The Restaurant Metaphor: Understanding the Four Responsibilities of AI-Assisted Development
How can we conceptualize the different roles that AI tools must play in software development?
To understand why these three tools are necessary, we need a framework for what AI-assisted development actually requires. I use a restaurant metaphor because it clarifies the separation of concerns that most developers overlook.

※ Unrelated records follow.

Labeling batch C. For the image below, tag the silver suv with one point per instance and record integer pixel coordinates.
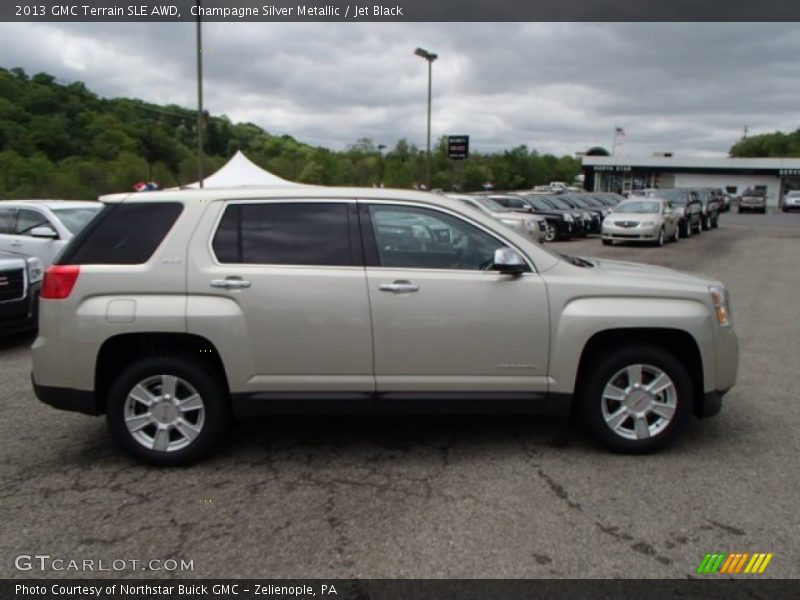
(171, 312)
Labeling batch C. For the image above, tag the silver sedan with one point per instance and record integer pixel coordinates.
(649, 220)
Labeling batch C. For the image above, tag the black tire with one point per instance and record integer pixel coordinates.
(215, 404)
(590, 402)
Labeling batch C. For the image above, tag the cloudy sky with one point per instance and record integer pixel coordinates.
(556, 87)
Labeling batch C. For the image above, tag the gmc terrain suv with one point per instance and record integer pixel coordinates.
(171, 312)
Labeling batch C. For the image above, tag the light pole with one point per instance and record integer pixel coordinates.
(430, 57)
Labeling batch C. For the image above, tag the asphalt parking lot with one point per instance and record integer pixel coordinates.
(445, 496)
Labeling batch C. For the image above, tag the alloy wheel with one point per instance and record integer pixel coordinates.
(639, 402)
(164, 413)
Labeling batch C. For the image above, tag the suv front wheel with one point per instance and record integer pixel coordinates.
(167, 411)
(637, 400)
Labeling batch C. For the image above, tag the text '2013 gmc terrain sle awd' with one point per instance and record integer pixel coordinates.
(172, 312)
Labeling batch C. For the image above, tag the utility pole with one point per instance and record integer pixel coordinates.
(200, 132)
(430, 57)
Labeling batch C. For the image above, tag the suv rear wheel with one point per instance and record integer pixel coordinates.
(167, 411)
(636, 400)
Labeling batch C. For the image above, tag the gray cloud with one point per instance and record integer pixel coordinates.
(557, 87)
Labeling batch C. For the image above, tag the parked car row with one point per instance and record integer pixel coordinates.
(566, 215)
(659, 215)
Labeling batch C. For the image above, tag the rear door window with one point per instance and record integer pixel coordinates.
(28, 219)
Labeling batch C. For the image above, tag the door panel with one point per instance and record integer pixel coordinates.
(460, 331)
(286, 327)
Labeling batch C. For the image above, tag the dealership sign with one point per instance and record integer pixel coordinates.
(457, 147)
(612, 168)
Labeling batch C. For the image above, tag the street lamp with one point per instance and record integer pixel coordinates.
(430, 57)
(199, 38)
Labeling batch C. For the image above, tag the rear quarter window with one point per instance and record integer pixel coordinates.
(122, 234)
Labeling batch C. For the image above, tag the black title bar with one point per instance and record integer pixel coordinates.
(398, 10)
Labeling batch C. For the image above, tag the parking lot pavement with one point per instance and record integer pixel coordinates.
(445, 496)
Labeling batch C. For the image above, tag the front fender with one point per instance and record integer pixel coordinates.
(580, 319)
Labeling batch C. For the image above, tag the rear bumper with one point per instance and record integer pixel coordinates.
(67, 398)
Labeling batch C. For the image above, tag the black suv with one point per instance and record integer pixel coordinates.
(562, 226)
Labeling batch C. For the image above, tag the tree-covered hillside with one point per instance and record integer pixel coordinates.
(62, 140)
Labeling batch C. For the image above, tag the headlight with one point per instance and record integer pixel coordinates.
(719, 298)
(35, 269)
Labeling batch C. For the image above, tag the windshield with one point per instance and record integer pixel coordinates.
(674, 196)
(558, 202)
(75, 219)
(490, 204)
(638, 206)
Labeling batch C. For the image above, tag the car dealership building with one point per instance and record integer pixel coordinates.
(664, 170)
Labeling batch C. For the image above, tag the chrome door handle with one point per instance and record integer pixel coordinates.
(399, 287)
(230, 283)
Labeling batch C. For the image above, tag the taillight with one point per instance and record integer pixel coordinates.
(59, 281)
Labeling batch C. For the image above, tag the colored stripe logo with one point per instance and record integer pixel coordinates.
(734, 563)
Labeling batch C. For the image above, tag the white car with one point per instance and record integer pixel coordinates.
(791, 201)
(649, 220)
(41, 228)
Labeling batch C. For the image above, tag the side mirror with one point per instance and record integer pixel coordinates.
(44, 231)
(508, 261)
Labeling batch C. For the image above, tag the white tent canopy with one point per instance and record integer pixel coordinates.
(240, 171)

Anthropic published an engineering blog post on November 26, 2025, describing effective harnesses for long-running agents. Their architecture consists of an initializer agent that breaks down tasks and subsequent coding agents that execute them. Testing, QA, and specialized agents were noted as future work. I expand this into four concrete responsibilities using the restaurant analogy:
| Responsibility | Restaurant Role | Development Equivalent | Critical Principle |
|---|---|---|---|
| Planning | Head chef decides the menu | Determining what to build and whether it’s worth building | Direction matters more than speed |
| Execution | Kitchen team cooks | Writing code to implement the plan | Follow the plan without deviation |
| Evaluation | Independent food taster checks quality | Verifying that output meets requirements | The maker and checker must be separate |
| Cross-session state | Closing notes pass to the morning shift | Transferring knowledge between tasks | Knowledge must be searchable and reusable |
The core insight from Anthropic’s research: builders who evaluate their own work are systematically overoptimistic. A chef rating their own cooking will always find it delicious. The maker and the checker must be distinct entities. Using this harness architecture, agents autonomously built a complete application with over 200 verifiable features.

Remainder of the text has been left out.